Claret percibió el insuperable valor del amor; fue para él el gran tesoro. En realidad no va más allá de la expresión del Cantar de los Cantares, que dice: «Si alguien quisiera comprar el amor con todas las riquezas de su casa, se haría despreciable» (Cant 8,7). 

La pregunta que se nos ocurre es si el amor puede ser «provocado», si puede «adquirirse», si somos dueños de esa actitud de ánimo o es más bien ella la que nos posee. Si preguntásemos a unos novios la razón de su atracción mutua, probablemente responderían que en el amor no se sabe si uno es actor o «víctima». Pero ese es el amor «sentimental», a veces también erótico, muy distinto del amor «oblativo» («de ofertorio»), el de la disposición a dar la vida, el que va mucho más allá de una simpatía natural o complacencia (que incluso pudiera ser nido de un egoísmo larvado).

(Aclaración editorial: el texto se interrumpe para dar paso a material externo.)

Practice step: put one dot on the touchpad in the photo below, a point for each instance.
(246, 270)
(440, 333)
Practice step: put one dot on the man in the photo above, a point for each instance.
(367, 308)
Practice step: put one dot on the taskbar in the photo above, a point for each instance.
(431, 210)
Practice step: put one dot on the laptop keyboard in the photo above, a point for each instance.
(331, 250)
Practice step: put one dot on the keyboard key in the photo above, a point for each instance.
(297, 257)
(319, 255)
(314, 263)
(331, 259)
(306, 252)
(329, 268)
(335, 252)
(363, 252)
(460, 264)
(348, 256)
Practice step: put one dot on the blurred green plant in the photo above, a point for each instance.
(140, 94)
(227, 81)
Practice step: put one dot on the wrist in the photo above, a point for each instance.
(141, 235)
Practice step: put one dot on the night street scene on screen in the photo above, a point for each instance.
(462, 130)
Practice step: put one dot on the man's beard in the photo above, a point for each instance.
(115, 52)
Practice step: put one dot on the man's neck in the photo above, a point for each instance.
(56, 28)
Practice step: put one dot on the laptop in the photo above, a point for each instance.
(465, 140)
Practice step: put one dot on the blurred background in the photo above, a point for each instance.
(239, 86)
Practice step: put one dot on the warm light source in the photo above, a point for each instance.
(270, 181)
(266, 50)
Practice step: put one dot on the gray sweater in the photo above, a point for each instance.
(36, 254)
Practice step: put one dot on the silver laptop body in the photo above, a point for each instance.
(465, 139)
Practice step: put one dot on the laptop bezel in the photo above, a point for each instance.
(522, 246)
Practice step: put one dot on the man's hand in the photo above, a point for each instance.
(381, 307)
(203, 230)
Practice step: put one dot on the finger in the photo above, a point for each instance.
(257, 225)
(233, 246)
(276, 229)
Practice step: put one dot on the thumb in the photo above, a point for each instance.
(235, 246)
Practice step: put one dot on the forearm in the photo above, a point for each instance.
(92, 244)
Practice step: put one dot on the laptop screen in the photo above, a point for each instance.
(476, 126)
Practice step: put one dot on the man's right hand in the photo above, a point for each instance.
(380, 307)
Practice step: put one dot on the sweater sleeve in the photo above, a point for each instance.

Al amor oblativo se refiere Claret.Ese amor llegó a hacérsele incluso sensible, de cariño y ternura: «Los quiero tanto que de amor me vuelvo loco…», dice a los misioneros (EC II, p. 352). Esta transformación del corazón llegó en él –según anota en su diario espiritual el día 12 de octubre de 1869– a esta sublimidad: «A las once y media del día de hoy, el Señor me ha concedido el amor a los enemigos».